Temos, quando compreendemos quem somos e o que recebemos de Deus, a obrigação natural de ensinar e falar sobre a Sua vontade para as nossas vidas. Alguns ouvirão, outros não, inclusive rejeitarão e até nos xingarão, mas não podemos deixar de anunciar o que vimos e ouvimos a todos.

Paulo, compreendendo que fazia da sua vida uma oferta, anunciava primeiramente aos judeus e depois aos gentios. Quando os judeus rejeitavam, ele não confabulava e nem gastava mais o seu tempo, antes os advertia.

Podemos ler uma experiência desta em Atos, no capítulo dezoito, nos versículos cinco e seis: “Ele afirmava aos judeus que Jesus é o Messias. Mas alguns deles ficaram contra Paulo e o xingaram. Então, em sinal de protesto, ele sacudiu o pó das suas roupas e disse: Se vocês se perderem, os culpados serão vocês mesmos. A responsabilidade não será minha. De agora em diante vou anunciar a mensagem aos não-judeus.” (Atos dos Apóstolos 18.5-6, NTLHE).

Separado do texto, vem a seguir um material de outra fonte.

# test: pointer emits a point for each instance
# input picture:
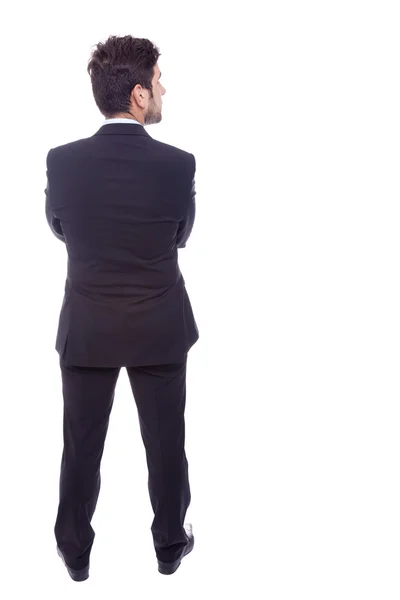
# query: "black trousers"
(160, 395)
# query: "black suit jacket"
(123, 203)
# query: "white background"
(292, 111)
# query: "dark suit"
(123, 203)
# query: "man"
(123, 203)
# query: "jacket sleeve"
(186, 225)
(53, 222)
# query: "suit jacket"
(123, 203)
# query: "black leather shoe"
(170, 567)
(80, 575)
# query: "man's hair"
(116, 66)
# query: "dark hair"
(116, 66)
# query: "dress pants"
(160, 395)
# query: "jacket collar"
(122, 129)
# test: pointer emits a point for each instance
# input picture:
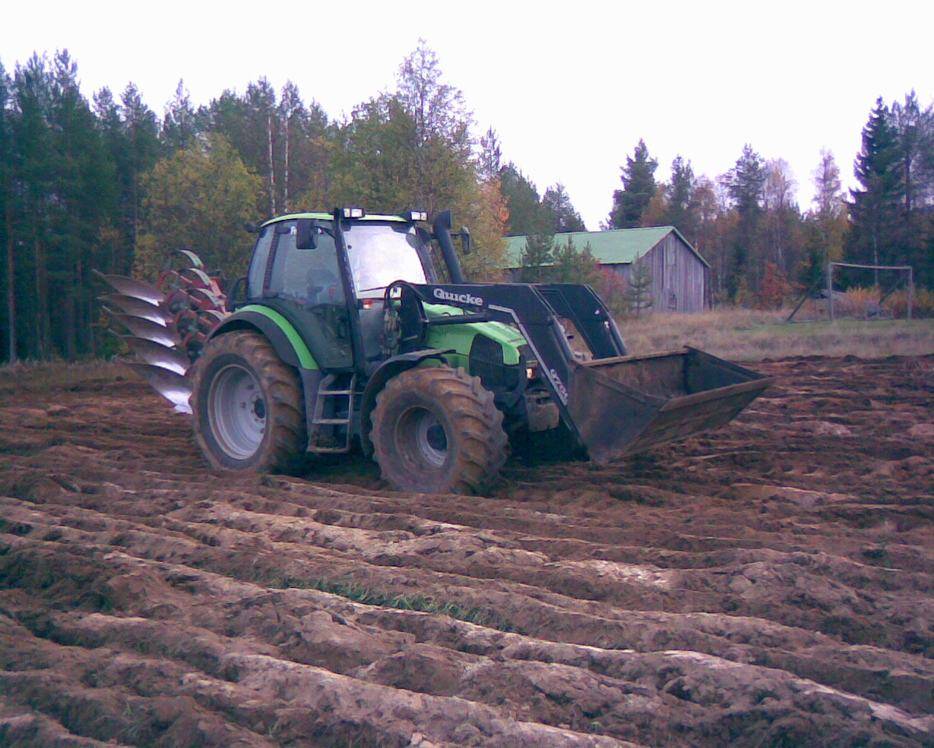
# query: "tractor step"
(331, 433)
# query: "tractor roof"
(328, 216)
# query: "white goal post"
(903, 268)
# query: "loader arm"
(614, 404)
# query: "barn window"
(670, 258)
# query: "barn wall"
(677, 276)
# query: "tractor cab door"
(304, 285)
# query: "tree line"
(108, 184)
(760, 243)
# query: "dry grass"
(746, 335)
(37, 376)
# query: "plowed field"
(770, 583)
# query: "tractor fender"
(387, 370)
(283, 336)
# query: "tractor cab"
(327, 274)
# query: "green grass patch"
(421, 603)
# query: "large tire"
(247, 405)
(437, 430)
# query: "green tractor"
(353, 329)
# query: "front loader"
(361, 329)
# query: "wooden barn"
(679, 273)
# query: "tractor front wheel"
(247, 405)
(437, 430)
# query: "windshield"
(380, 254)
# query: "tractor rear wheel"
(437, 430)
(247, 405)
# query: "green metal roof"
(617, 246)
(329, 216)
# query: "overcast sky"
(569, 86)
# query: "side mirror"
(306, 233)
(466, 246)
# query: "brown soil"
(766, 584)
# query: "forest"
(108, 184)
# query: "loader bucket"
(624, 405)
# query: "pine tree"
(564, 217)
(141, 130)
(744, 183)
(8, 264)
(181, 122)
(914, 126)
(826, 225)
(33, 175)
(682, 209)
(526, 216)
(639, 292)
(877, 204)
(638, 177)
(489, 162)
(537, 258)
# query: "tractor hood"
(461, 337)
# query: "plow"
(360, 331)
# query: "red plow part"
(166, 325)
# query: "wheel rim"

Não podemos carregar a responsabilidade de não anunciar e nem ficar perdendo tempo com quem não quer e rejeita, mas devemos a todos, sem distinção de qualquer tipo, anunciar a palavra, pregar, manifestar as virtudes de Deus em todo o tempo e lugar. Temos que entender que temos que fazer de nossas vidas uma oferta em favor de todos para que, plantando a semente, possam conhecer Deus e serem reconciliados com Ele. Este é o nosso papel e responsabilidade diante de todos para que ninguém possa se desculpar diante de Dele.